Sono due le cose. Nell’ambito della riorganizzazione turistica cantonale, l’offerta culturale della Valposchiavo è sicuramente vincente. Noi abbiamo puntato nel nostro progetto proposto per il Cantone, con delle indicazioni chiare: mantenere un’identità in cui l’offerta culturale è già molto ben sviluppata in Valle. Per il Cantone questo è evidente.

Il Cantone dei Grigioni continua con il progetto “klein und fein”, per le piccole destinazioni turistiche (quasi l’80% del territorio), che punta ad un’offerta alternativa – non solo proposte sportive e invernali quindi. Una parte dei 18 mio. destinanti dal Cantone, andranno quindi nello sviluppo del turismo in ambienti rurali. La Casa Tomé si inserisce perfettamente in questo contesto.
All’Ufficio cantonale dell’economia e del turismo sanno che esiste la Casa Tomé, sanno che c’è un progetto “Dal campo alla tavola”. Tutti stanno con gli occhi puntati su questo progetto perché è un esempio, che sta facendo scuola. Motivo questo di orgoglio per la Valposchiavo.

4. Gastronomia – contadini – storia, cosa ne pensa di questo trinomio, che rientra nel programma “Dal campo alla tavola”?

Trinomio importante, dato che il paesaggio della Valposchiavo è una delle carte da visita della nostra destinazione ed è ben conservato grazie al lavoro dei contadini. Il fatto di avere un paesaggio molto antropizzato che, speriamo, farà parte del patrimonio dell’Unesco l’anno prossimo, è un aspetto fondamentale. I contadini oltre tutto producono buona parte di prodotti gastronomici, che rappresentano egregiamente la Valposchiavo in tutto il resto della Svizzera e anche all’estero.

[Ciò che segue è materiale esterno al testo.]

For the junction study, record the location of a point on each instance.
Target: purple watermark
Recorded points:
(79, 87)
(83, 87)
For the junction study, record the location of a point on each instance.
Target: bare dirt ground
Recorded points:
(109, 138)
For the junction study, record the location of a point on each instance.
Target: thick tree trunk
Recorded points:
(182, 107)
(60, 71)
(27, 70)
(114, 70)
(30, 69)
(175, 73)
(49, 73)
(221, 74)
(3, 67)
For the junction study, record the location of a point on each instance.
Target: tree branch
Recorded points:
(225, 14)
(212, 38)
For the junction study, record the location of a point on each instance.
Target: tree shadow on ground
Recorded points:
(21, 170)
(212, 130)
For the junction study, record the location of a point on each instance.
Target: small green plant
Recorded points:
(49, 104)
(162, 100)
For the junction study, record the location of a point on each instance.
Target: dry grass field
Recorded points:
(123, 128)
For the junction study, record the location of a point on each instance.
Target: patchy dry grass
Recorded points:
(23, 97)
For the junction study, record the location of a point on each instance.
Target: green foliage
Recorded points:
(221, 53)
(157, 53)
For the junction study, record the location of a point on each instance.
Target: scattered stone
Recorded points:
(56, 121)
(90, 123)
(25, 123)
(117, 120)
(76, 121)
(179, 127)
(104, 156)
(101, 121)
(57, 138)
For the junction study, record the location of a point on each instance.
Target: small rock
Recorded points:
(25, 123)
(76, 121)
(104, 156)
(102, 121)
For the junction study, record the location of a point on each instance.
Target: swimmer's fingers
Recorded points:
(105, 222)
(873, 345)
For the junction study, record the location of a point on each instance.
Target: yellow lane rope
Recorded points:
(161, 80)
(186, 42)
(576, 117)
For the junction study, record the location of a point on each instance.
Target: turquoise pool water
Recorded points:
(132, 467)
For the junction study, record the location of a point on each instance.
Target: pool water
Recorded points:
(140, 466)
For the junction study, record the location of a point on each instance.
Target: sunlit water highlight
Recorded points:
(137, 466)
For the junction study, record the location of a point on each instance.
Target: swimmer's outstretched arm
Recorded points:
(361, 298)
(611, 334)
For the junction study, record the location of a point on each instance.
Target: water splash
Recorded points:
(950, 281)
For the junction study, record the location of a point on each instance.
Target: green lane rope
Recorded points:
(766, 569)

Nella Valposchiavo si può vivere un’esperienza diversa: grazie al progetto “Dal campo alla tavola” si può vivere quel turismo esperienziale, che è uno degli elementi del turismo moderno: la gente deve poter vivere delle determinate cose per poterle poi raccontare agli altri. Non basta solamente avere un paesaggio bellissimo per rimanere nelle teste delle persone, ma bisogna far vivere loro delle emozioni non solo visive, ma che coinvolgano tutti i sensi.

La Valposchiavo ha un grandissimo potenziale, già in parte sviluppato. I nostri turisti si immergono in una cultura che è viva, a 360 gradi. E non dobbiamo assolutamente cambiare e mettere in scena una vita diversa da quella che viviamo.

5. Qual è il suo augurio alla Casa Tomé?

Che la Casa Tomé possa veramente ricominciare a vivere, che non sia solamente un museo, ma un testimone vivo della nostra cultura e che possa diventare uno dei punti trainanti del nostro turismo.

La Casa Tomè sarà  inaugurata il 26 e 27 maggio 2007. Tutta la popolazione é calorosamente invitata a visitarla per l’occasione.